From 219c5c9ac107f96cbb8996438c41d3140c3b47fa Mon Sep 17 00:00:00 2001
From: nocturn9x <hackhab@gmail.com>
Date: Thu, 11 Mar 2021 20:02:51 +0100
Subject: [PATCH] Added a rough functions implementation

---
 README.md                      |  50 ++++++++----
 src/nimkalc/objects/ast.nim    | 136 +++++++++++++++++++++------------
 src/nimkalc/objects/error.nim  |   7 +-
 src/nimkalc/objects/token.nim  |   4 +-
 src/nimkalc/parsing/lexer.nim  |  22 +++++-
 src/nimkalc/parsing/parser.nim |  32 +++++++-
 6 files changed, 177 insertions(+), 74 deletions(-)

diff --git a/README.md b/README.md
index 2ca1aeb..0dd74d5 100644
--- a/README.md
+++ b/README.md
@@ -1,14 +1,27 @@
 # NimKalc - A math parsing library
 
 NimKalc is a simple implementation of a recursive-descent top-down parser that can evaluate
-mathematical expressions. Notable mentions are support for common mathematical constants (pi, tau, euler's number, etc),
-functions (`sin`, `cos`, `tan`...), equation-solving algos using newton's method and scientific notation numbers (such as `2e5`)
+mathematical expressions.
+
+__Disclaimer__: This library is __in beta__ and is not fully tested yet.
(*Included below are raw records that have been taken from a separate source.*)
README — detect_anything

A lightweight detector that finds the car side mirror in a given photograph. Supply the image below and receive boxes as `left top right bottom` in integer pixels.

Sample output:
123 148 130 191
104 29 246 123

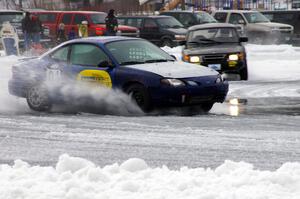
238 19 245 25
239 37 248 42
98 60 113 68
170 55 177 60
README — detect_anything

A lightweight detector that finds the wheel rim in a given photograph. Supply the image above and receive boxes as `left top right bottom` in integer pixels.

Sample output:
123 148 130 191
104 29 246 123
27 87 45 107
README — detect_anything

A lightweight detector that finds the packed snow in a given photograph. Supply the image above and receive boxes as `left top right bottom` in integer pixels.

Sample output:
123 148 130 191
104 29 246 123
0 45 300 199
0 154 300 199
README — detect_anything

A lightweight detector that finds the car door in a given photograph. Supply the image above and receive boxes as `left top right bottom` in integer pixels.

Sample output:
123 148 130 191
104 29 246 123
67 43 114 88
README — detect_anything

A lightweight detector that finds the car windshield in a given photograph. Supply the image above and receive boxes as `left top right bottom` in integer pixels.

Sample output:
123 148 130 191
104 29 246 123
157 17 183 28
106 40 174 65
187 27 239 45
244 12 270 23
91 14 106 24
0 13 23 24
196 12 217 23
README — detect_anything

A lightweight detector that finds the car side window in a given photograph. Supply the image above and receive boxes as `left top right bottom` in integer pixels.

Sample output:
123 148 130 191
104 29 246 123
144 19 158 29
214 12 227 23
127 18 142 28
179 13 195 26
62 14 73 25
73 14 88 24
70 44 109 67
118 18 126 25
229 13 245 24
50 46 69 62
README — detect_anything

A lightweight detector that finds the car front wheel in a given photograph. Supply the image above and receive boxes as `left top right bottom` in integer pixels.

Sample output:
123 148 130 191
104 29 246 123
126 84 151 112
26 86 51 111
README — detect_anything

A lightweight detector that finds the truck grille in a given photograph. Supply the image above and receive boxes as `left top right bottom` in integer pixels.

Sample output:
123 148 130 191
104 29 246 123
202 54 226 63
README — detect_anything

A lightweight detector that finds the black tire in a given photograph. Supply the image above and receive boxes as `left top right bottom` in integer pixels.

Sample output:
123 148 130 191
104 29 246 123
201 102 214 113
126 84 152 112
161 39 174 47
26 85 51 111
240 67 248 80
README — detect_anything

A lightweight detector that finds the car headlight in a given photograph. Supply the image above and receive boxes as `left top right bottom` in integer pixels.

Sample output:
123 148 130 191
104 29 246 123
228 54 239 61
216 75 224 84
175 35 185 40
161 79 185 87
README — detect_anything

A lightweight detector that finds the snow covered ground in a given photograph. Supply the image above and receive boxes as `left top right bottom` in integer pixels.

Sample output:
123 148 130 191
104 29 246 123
0 45 300 199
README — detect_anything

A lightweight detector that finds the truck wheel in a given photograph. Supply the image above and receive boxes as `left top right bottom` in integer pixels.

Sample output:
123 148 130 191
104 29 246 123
201 102 214 113
240 67 248 80
26 86 51 111
126 84 151 112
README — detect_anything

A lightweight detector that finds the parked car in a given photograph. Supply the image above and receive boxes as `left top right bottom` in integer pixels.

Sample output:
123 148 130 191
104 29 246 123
118 16 186 47
261 10 300 45
0 10 51 49
182 23 248 80
160 10 217 28
31 11 139 38
9 36 228 112
213 10 294 44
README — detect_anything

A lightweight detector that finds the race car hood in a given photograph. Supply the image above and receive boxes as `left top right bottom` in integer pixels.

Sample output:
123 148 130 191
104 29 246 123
184 43 244 55
126 61 218 78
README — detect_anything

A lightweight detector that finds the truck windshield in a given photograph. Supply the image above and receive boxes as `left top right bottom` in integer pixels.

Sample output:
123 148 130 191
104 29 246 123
244 12 270 23
196 12 217 23
157 17 183 28
187 27 239 45
91 14 106 24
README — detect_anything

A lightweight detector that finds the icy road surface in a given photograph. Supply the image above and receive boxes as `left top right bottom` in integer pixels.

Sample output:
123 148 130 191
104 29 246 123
0 45 300 170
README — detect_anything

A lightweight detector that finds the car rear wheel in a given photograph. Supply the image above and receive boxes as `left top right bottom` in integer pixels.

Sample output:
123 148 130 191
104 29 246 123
201 102 214 113
26 86 51 111
126 84 152 112
240 67 248 80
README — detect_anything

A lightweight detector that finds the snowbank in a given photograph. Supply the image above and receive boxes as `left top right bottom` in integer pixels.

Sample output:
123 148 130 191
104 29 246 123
0 154 300 199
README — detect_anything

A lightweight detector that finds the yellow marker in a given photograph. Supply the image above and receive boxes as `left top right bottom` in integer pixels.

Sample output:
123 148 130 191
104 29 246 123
76 70 112 88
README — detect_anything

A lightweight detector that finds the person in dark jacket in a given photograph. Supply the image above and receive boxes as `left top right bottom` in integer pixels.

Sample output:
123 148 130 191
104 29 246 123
31 15 43 44
105 9 118 36
21 12 32 50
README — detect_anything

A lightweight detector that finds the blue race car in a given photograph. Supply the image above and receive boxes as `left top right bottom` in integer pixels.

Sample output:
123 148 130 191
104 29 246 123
9 37 228 112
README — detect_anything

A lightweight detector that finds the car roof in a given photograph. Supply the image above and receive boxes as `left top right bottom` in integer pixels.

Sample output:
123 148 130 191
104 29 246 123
188 23 236 31
68 36 142 44
214 10 259 13
118 15 171 18
160 10 209 14
0 10 24 14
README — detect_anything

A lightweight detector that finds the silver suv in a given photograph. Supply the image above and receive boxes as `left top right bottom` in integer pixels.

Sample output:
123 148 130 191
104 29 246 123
212 10 294 44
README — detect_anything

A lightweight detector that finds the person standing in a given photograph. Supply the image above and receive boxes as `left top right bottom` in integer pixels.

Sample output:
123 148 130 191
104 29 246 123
105 9 118 36
56 23 67 44
21 12 32 50
31 15 43 45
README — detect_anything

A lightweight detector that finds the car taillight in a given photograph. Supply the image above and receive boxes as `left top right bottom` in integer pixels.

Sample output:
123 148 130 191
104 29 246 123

It will be soon, though
+
+Features:
+- Support for mathematical constants (`pi`, `tau` and `e` right now)
+- Supported functions:
+  - `sin`
+  - `cos`
+  - `tan`
+  - `sqrt`
+  - `root` (for generic roots, takes the base and the argument)
+  - `log` (logarithm in base `e`)
+  - `logN` (logarithm in a given base, second argument)
+- Parentheses can be used to enforce different precedence levels
+- Easy API for tokenization, parsing and evaluation of AST nodes
 
 
 ## Current limitations
-- No functions (coming soon)
 - No equation-solving (coming soon)
-- The parsing is a bit weird because `2 2` will parse the first 2 and just stop instead of erroring out (FIXME)
+- The parsing is a bit weird because something like `2 2` will parse the first 2 and just stop instead of erroring out (FIXME)
 
 
 ## How to use it
@@ -18,9 +31,8 @@ NimKalc parses mathematical expressions following this process:
 - Generate an AST
 - Visit the nodes
 
-Each of these steps can be run separately, but for convenience a wrapper
-`eval` procedure has been defined which takes in a string and returns a
-single AST node containing the result of the given expression.
+Each of these steps can be run separately, but for convenience a wrapper `eval` procedure has been defined which takes in a string 
+and returns a single AST node containing the result of the given expression.
 
 ## Supported operators
 
@@ -28,30 +40,39 @@ Beyond the classical 4 operators (`+`, `-`, `/` and `*`), NimKalc supports:
 - `%` for modulo division
 - `^` for exponentiation
 - unary `-` for negation
-- Arbitrarily nested parentheses (__not__ empty ones!) to enforce precedence
-
 
 ## Exceptions
 
-NimKalc defines 2 exceptions:
-- `ParseError` is used when the expression is invalid
+NimKalc defines various exceptions:
+- `NimKalcException` is a generic superclass for all errors
+- `ParseError` is used when the expression is syntactically invalid
 - `MathError` is used when there is an arithmetical error such as division by 0 or domain errors (e.g. `log(0)`)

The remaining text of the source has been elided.